September is the month that many people do the SNAP challenge. For the SNAP challenge you must spend no more than $4.50 per person per day on food, which is the average amount a family recieves on SNAP (formerly known as Food Stamps). Many people blog about their experiences doing the SNAP challenge, or write articles about it.
Ten years ago, back when they were still called Food Stamps, my family of three was living on $150 a month for food. If you have any income at all, no matter how little it is, the expectation is that you will be spending some of that income on food, and the food stamps supplement the rest. The reality is much much different from these expectations.
At the time we were getting $150 a month in food stamps, my husband at the time was working full time for minimum wage, while I attended beauty school full time. Winter was 4. Minimum wage in the state we lived in was the same as the federal minimum wage of $5.65 an hour. Our rent was $525 a month. We also paid for a landline phone and electric. We had no car. After paying for housing and utilities we were left with less than $200 a month, and we still had to manage bus fare, $50 a month for day care (the state paid for the other $250 it would have normally cost), clothing, toiletries and paper goods, health care items, and everything else. The reality was simply that there was no extra money for food above and beyond the $150 we recieved in food stamps. We had to make do.
We made it work, because we had to, but it wasn't easy. I clipped coupons and paired them up with sales, walking miles to four different stores so I didn't have to spend money on bus fare. We were lucky to live in a suburban area with a nice, cheap indoor farmer's market close by. That helped. In that way we had many options that people in more urban areas do not. We ate a lot of pasta. A lot of potatoes. A lot of pancakes. A lot of beans. Pretty much no meat. We did eat some fruits and vegetables, but since they didn't provide as many calories per dollar as starchier foods, we had to limit them.
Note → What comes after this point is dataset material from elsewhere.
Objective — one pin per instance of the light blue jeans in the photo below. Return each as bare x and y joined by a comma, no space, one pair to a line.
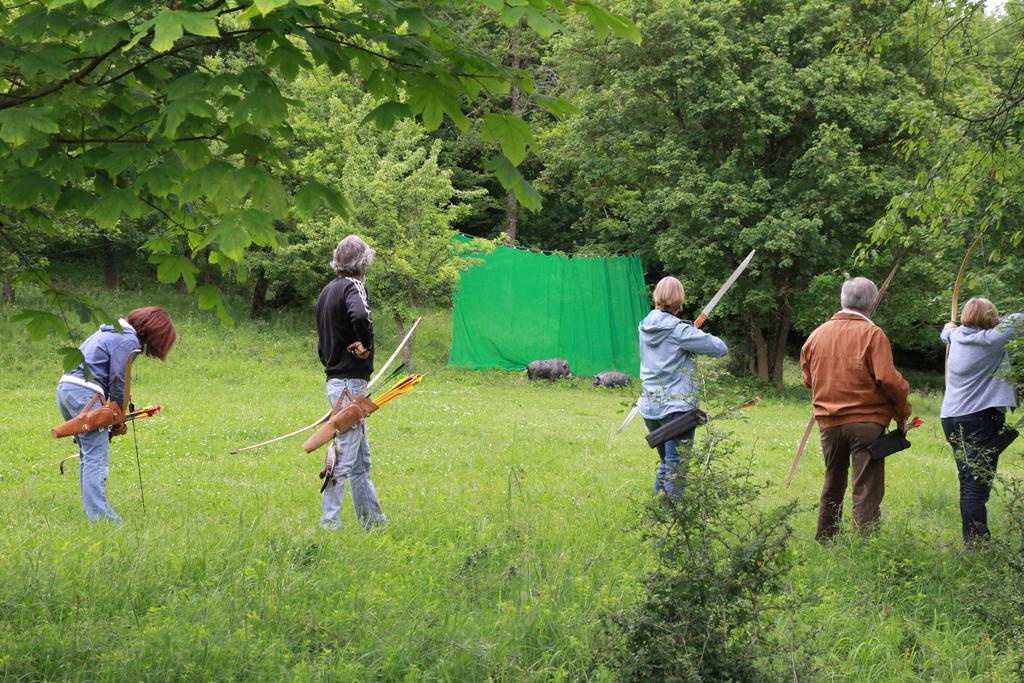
675,458
353,466
94,447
We had few small appliances, and minimal cookware of very low quality. No crock pot. No rice cooker. Now that I have those things I realize how much more you can make from scratch, and how much easier it is when you have a good selection of good quality tools to use. We had to buy everything in the smallest sized packages we could, even though the cost per pound is much higher this way, because our budget was simply too tight to allow any wiggle room for buying larger quantities of things. Spending extra to stock up on something would mean not having enough to get the other things we needed for the rest of the month.
We were also lucky that we didn't live this way for too long. I only had a couple months of school left when we applied for food assistance. My now ex husband found a better job, and I finished school and started working. We were still poor, but not three people trying to make it on one minimum wage job. Some people, whether due to family size, disability, lower cognitive function, or some other barrier that cannot be changed, do not have a choice. Some people do not have a realistic way out.